The father then began explaining the history of the spoon, its uses, its origins, and what types of food were created specifically for the utensil: soups, custard, porridge, and grapefruit. He delved into the types of spoons from soup spoons to ladles, to spoons with holes and spoon-straws. “An amusing invention,” the father said, “but quite absurd unless one is eating an orange slush.”

He explained the composition of each spoon, reveling in the stories of ancient wooden spoons, its uses in warfare, and the eventual advent of metal leaden spoons and then lead-free metal spoons: “A practical and eventual discovery, but wonderful nonetheless.”

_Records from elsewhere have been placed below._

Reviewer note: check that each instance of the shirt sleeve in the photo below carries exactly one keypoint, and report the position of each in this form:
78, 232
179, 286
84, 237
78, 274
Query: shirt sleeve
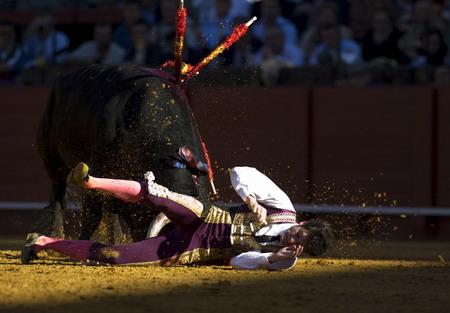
256, 259
249, 181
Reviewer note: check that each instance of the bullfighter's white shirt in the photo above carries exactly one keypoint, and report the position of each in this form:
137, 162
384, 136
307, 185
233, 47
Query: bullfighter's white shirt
249, 181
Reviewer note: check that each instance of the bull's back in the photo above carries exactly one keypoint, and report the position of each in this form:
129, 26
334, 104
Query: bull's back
120, 119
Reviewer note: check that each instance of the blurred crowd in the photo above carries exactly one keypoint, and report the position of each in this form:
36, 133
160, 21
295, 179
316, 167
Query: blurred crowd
352, 39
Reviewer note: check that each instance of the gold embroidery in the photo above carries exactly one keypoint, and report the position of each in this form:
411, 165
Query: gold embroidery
283, 217
217, 215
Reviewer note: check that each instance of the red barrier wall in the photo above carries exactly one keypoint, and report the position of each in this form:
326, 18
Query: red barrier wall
349, 143
443, 148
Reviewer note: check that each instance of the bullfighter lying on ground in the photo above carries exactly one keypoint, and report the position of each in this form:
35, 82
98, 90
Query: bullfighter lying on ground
262, 233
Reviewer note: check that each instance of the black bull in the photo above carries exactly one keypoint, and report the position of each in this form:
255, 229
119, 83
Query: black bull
122, 121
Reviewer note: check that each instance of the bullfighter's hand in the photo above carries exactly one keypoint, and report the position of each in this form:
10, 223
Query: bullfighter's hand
257, 209
286, 253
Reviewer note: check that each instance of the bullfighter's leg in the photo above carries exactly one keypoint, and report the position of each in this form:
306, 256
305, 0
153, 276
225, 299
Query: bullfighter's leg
183, 210
178, 246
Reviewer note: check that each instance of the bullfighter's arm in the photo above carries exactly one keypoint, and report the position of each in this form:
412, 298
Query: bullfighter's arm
249, 182
253, 260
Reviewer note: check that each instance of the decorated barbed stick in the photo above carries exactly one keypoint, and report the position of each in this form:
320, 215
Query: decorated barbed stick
179, 40
237, 33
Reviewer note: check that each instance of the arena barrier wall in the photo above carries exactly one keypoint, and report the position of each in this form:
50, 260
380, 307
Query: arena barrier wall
366, 147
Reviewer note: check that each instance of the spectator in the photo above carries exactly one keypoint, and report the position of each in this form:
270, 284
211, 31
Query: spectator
302, 15
276, 48
410, 55
240, 54
433, 47
382, 40
33, 5
43, 44
423, 19
362, 13
101, 49
132, 13
215, 30
10, 53
143, 52
150, 11
163, 34
327, 14
206, 10
334, 51
276, 54
271, 15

He then described the architecture of the spoon. How he had coined the round curved section as “bowl” and then thin metal handle as the “handle.” “All of this,” he chimed as his lecture climaxed, “paved the way for the invention of the . . . spork!”

He said this as if to receive an applause, but none came. The boy looked on. His face a strange mixture of boredom and incredulity as the father then descended into another lecture about sporks, eventually transitioning into forks, their uses, their history, and why no one had every thought of such an incredible utensil before.

Eventually after what seemed like several hours, the father paused. The morning paper had landed on the lawn and the sprinklers threatened to soak the Classified and Unemployment section. The father ran outside, accidentally locking the door behind him. Quickly the boy used this opportunity to taste the cereal, which — as you might have guessed — had now turned into pile of mush floating in lukewarm milk. This was worse than week-old rice, the boy thought, promptly tossing the mushy mess, spoon and all, down the garbage disposal.

The moral of this story, for those who have not guessed it, is that even the most delectable exercise can become unpalatable if weighed down with too much instruction. Sometimes the best way to teach anything is by not teaching at all.